Engineering work progressed to determine the best way to light the roadway across the dam. The city worked with GE both at the dam and in Lynn, Massachusetts where GE built a 50-foot long full-size model of the roadway. They found that placing lights with reflectors in the walls lit the roadway without blinding drivers or pedestrians. When I was a child these light fixtures could still be seen although they had been broken and vandalized long ago. At some point later they were sealed with concrete, but the outline of these lights is still visible.
On the dam, the last of the finishing stonework and concrete masonry was completed. In addition, the pavilions, terrace, and pools received their final stone and masonry work. On the plaza, the new roadways were graded and paved. Inside the dam, the inspection wells were monitored as the water level rose to ensure no leakage through the contraction joints. Only two joints showed any leakage, and were repaired.
This is essentially the view I had of the dam from my bedroom window when I was a child. The New York Central Harlem Division tracks can be seen at the bottom of the picture, but the parkway does not yet exist. Plans were underway for the construction of the Bronx River Parkway at this time and it was expected the parkway would occupy most of this lower area.
Looking at the face of the dam, terrace, pavilions, and pools from below the upper west pavilion.
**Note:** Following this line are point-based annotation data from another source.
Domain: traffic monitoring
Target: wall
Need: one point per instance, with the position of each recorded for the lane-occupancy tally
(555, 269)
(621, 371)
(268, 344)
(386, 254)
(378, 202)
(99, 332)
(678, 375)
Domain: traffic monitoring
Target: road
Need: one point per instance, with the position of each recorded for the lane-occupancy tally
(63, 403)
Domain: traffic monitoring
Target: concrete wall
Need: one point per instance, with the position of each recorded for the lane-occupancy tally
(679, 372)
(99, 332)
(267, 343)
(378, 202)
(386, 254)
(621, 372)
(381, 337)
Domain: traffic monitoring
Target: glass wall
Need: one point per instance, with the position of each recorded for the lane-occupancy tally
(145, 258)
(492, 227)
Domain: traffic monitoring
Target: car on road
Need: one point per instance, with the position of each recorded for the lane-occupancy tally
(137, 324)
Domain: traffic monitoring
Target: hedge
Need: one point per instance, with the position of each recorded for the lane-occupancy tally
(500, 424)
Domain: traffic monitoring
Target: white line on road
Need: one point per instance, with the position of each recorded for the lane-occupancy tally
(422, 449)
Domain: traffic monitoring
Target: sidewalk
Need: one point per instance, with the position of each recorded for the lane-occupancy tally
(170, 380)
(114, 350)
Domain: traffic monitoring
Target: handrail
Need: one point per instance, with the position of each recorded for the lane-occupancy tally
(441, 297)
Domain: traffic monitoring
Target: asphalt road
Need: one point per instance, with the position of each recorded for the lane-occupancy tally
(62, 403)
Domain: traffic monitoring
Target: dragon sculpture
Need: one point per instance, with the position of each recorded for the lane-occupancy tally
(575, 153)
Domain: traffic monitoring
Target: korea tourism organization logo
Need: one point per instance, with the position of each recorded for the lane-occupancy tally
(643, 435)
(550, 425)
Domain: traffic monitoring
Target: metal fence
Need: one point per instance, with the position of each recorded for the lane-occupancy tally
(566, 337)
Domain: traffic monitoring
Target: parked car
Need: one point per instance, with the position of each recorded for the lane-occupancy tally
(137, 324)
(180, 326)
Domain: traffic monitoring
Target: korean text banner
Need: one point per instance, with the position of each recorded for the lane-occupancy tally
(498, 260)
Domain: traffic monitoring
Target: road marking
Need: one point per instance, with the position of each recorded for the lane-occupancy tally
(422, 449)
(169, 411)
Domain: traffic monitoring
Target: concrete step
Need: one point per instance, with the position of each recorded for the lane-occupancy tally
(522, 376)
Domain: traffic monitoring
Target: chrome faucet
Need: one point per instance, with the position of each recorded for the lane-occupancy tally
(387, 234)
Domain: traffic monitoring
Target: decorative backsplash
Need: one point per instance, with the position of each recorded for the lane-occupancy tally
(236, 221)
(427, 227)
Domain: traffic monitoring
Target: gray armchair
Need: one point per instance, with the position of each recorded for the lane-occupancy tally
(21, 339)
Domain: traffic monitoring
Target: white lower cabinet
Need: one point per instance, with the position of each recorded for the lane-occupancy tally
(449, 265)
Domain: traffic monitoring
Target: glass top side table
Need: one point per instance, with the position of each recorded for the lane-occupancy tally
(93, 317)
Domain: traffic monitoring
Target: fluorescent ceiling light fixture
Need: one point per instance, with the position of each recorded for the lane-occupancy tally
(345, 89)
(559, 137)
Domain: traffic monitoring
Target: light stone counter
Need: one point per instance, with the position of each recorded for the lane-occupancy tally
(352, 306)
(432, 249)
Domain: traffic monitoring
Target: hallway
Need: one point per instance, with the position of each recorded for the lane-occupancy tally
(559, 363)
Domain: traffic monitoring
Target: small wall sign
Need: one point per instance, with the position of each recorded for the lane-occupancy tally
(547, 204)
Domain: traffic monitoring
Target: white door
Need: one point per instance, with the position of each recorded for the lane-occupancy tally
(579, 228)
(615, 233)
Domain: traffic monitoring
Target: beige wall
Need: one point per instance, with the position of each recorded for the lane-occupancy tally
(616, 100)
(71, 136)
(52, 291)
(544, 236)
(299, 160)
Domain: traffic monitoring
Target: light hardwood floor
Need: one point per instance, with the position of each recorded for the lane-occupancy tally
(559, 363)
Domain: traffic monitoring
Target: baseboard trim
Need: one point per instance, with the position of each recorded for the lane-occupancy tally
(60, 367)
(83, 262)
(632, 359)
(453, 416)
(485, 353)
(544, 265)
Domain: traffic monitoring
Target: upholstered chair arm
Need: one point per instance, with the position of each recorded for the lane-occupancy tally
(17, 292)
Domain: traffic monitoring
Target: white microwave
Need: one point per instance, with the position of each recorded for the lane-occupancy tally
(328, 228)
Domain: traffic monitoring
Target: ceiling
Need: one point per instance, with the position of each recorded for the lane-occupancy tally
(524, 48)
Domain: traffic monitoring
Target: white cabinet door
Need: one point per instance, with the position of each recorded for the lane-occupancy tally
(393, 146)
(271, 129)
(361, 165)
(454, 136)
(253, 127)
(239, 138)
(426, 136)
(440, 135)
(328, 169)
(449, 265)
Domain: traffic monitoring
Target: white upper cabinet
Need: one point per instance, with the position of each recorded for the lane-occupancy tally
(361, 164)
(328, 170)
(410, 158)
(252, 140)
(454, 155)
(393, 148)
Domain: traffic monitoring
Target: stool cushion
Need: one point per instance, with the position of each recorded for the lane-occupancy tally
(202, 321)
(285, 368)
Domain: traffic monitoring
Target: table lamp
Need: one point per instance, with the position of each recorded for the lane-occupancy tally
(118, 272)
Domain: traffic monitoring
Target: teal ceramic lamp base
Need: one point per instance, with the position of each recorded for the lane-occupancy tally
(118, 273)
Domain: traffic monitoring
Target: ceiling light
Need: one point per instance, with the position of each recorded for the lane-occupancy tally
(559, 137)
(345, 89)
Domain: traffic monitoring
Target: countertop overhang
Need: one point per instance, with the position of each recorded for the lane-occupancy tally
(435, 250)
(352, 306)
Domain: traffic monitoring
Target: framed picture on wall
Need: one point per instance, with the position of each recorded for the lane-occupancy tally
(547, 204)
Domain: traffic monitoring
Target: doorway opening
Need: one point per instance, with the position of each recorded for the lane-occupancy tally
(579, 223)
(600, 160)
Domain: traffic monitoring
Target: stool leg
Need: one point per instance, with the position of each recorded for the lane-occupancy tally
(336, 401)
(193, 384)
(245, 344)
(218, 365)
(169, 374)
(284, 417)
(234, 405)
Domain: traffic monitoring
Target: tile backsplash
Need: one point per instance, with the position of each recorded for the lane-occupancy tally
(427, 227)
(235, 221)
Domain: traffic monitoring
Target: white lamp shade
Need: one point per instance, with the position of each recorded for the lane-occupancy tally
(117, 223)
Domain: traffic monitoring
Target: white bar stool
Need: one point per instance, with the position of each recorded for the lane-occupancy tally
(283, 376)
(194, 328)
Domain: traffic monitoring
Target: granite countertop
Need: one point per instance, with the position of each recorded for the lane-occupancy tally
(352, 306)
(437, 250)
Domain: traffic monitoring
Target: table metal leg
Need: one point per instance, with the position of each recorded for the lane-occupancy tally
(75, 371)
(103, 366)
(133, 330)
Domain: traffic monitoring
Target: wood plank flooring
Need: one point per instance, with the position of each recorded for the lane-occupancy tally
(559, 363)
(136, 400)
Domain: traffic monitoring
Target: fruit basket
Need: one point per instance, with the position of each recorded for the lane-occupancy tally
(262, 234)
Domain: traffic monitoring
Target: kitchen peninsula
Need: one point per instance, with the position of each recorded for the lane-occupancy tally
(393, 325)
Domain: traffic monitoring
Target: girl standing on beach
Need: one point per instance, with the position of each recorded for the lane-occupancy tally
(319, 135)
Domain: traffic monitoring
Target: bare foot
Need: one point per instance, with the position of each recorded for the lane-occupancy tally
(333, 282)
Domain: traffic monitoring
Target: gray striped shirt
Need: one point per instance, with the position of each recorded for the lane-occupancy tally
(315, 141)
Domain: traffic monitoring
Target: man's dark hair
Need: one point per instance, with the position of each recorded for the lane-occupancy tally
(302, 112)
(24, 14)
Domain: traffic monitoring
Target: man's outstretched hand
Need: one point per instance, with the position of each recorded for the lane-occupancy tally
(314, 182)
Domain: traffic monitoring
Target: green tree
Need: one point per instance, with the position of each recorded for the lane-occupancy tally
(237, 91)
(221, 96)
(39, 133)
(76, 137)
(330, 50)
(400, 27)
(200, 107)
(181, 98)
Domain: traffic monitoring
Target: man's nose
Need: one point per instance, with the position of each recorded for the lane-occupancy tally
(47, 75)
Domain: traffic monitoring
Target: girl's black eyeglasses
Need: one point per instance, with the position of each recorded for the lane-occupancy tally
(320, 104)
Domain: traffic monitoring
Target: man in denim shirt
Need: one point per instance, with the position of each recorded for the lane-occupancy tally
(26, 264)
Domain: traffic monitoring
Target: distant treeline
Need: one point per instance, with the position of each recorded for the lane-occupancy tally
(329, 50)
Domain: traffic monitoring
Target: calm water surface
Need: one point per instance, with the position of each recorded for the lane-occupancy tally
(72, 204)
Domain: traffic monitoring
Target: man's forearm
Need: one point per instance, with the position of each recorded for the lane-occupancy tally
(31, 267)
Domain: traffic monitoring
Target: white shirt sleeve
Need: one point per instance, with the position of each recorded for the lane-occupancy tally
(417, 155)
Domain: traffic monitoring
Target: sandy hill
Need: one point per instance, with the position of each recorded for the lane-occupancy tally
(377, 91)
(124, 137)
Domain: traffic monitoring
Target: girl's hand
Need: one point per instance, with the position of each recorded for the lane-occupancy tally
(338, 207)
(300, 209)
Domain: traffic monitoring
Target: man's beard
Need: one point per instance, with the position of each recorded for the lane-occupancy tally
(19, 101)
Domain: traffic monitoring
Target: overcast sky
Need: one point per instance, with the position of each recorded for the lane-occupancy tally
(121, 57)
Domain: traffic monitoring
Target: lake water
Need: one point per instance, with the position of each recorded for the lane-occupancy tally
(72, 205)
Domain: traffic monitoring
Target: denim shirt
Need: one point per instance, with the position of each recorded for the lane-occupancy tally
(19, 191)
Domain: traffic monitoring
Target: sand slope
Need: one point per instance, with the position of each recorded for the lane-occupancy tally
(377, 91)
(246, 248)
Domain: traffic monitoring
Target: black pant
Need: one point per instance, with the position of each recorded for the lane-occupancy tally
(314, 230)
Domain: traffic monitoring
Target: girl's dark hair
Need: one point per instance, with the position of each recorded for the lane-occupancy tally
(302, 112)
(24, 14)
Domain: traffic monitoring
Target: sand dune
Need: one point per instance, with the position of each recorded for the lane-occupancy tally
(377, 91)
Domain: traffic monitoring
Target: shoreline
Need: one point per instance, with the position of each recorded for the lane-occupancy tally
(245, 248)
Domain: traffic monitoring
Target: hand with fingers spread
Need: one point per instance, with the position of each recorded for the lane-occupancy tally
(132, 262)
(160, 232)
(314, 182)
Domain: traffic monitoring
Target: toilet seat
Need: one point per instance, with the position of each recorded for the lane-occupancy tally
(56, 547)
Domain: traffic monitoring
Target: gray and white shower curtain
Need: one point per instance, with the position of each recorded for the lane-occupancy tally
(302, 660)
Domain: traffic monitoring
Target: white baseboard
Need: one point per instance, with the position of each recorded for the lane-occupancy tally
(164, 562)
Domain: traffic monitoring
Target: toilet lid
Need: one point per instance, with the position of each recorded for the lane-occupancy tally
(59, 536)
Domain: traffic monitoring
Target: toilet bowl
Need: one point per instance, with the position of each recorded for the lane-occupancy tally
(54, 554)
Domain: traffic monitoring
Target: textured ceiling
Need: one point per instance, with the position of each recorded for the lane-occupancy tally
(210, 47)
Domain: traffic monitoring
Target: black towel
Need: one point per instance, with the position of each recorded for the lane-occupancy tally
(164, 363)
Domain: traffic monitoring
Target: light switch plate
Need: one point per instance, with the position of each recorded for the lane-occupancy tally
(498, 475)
Kensico Bridge at the east end of the dam over the spillway was largely completed in 1916, including the brick paving which was completed in October. The short section of roadway between the bridge and dam was also completed except for the brick paving. The picture above is looking east with the now closed “East Hill Drive” in the foreground (covered by a railroad track) and NY 22 in the background. East Hill Drive has been closed to traffic for as long as I can remember, but I used to walk the old brick road often as a child. During 1916 the concrete foundation and edging for West Hill Drive was laid as was the brick. This road was also closed for as long as I remember, and was mostly obliterated by the redesigned West Lake Drive at the top of the dam (to eliminate the sharp curve when coming off the dam) and by the Holy Name school at the bottom. I still managed to walk it a few times though.
Looking at the reservoir from the new NY 22 with the dam in the background.
Another view of the reservoir from the east with the Cranberry Brook Bridge on NY 22 in the foreground.
The buildings at the influent and upper and lower effluent on the west side of the reservoir were at various states of completion during 1916, with the influent and upper effluent buildings still lacking their concrete roofs. The valves and sluice gates were installed and tested, and the heating system at the lower effluent chamber was installed.
While the reservoir filled work continued to remove all tree stumps, roots, and other plants from the reservoir area. Above the reservoir level orchards including apple and wild cherry trees were removed and replaced with planted conifers. Stone walls were removed to within 100 feet of the eventual water level. Before being inundated by the rising water, the temporary gate house, footbridge, and trestle were removed at New Rye Lake, the temporary reservoir for the Williams Bridge section of the Bronx formed by Rye Dike. The trestle crossed the temporary reservoir and can be seen on one of my postcards of New Rye Lake.